四周是無盡的黑暗,沉沉壓迫而來,空洞而岑寂,仿佛永無盡頭。一個白衣女童神色驚恐,呆立原地,怔怔出神。這女童年紀甚小,膚如凝脂,麵容精巧,煞是惹人愛憐,但此時卻目不轉睛地盯著身旁堆疊在一起的數十具屍體,身軀輕輕顫抖,顯然極是害怕。


    不出片刻,忽見一個中年人的身影出現在那女童身旁,雙手負在身後,徐徐轉過臉來,神色淡漠,輕聲道:“寂幽,爹爹殺人,你害怕麽?”小女童抬起頭來,眼眶中噙滿淚水,怯生生道:“女兒,女兒不怕……”


    那中年人溫文爾雅,生得俊逸豐神,絕似一名飽讀詩書的儒生。他神情淡漠,頷首道:“那假如連你娘也死了,你怕不怕?”小女童吃了一驚,目中懼色更濃,戰戰兢兢道:“娘也會死麽?”


    中年人冷然道:“是人都會死。

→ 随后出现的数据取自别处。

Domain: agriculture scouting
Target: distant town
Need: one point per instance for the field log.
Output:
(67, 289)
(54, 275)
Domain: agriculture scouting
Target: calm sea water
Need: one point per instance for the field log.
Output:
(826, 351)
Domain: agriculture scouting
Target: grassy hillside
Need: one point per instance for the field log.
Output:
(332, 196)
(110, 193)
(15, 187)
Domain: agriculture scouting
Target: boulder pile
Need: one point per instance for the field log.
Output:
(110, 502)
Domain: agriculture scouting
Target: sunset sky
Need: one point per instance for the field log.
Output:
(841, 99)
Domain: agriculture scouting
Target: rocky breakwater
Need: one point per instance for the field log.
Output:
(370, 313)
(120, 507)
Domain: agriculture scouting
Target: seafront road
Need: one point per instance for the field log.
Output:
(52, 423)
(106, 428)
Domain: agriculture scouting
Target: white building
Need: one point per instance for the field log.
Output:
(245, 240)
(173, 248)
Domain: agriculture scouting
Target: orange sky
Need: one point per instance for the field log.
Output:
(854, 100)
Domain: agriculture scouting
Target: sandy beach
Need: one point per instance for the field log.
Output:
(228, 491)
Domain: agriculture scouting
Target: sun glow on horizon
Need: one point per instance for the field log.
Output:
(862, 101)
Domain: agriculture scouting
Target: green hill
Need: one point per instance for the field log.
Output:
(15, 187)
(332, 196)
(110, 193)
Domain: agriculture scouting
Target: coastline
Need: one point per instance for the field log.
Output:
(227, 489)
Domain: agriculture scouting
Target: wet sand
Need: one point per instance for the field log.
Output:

”小女童忍住眼淚,低下頭去,一咬牙,堅定道:“我不怕!”中年人兩眼望天,淡淡道:“很好,那爹爹告訴你,娘已經死了。”小女童聞言不覺鼻間一酸,腦中閃過一個秀美而堅毅的女子麵容,豆大淚珠滾滾落下,哽咽道:“真的嗎,娘真的死了嗎?”


    中年人歎了一聲,摸了摸小女童的頭頂,悵然道:“是啊,你娘已經去了,不會再回來了。”說罷,又道:“寂幽,你就好好哭一場,把眼淚都流幹吧。哭完這次,以後隻準笑,不準哭,知道了麽?”小女童伸袖擦淚,嗚咽道:“我不要,我不要,我不想笑,為什麽要我笑,爹爹,你不要逼我……”


    中年人微微笑道:“傻孩子,笑有什麽不好的,笑是世上最厲害的一把武器,可謂殺人無形,彈指湮滅。隻要學會了笑,這世上便再無什麽可怕的東西能困擾你了。”小女童哭聲更大,將頭搖得撥浪鼓也似:“我討厭笑,這輩子我也不想再笑!”


    中年人容色一肅,峻聲道:“不許任性,你是我的女兒,就必須笑!”小女童抬起頭來,倔強叫道:“我不,我知道自己該怎麽做!”中年人歎了口氣,眼中寒芒閃爍,冷冷道:“聽爹爹的話,笑……”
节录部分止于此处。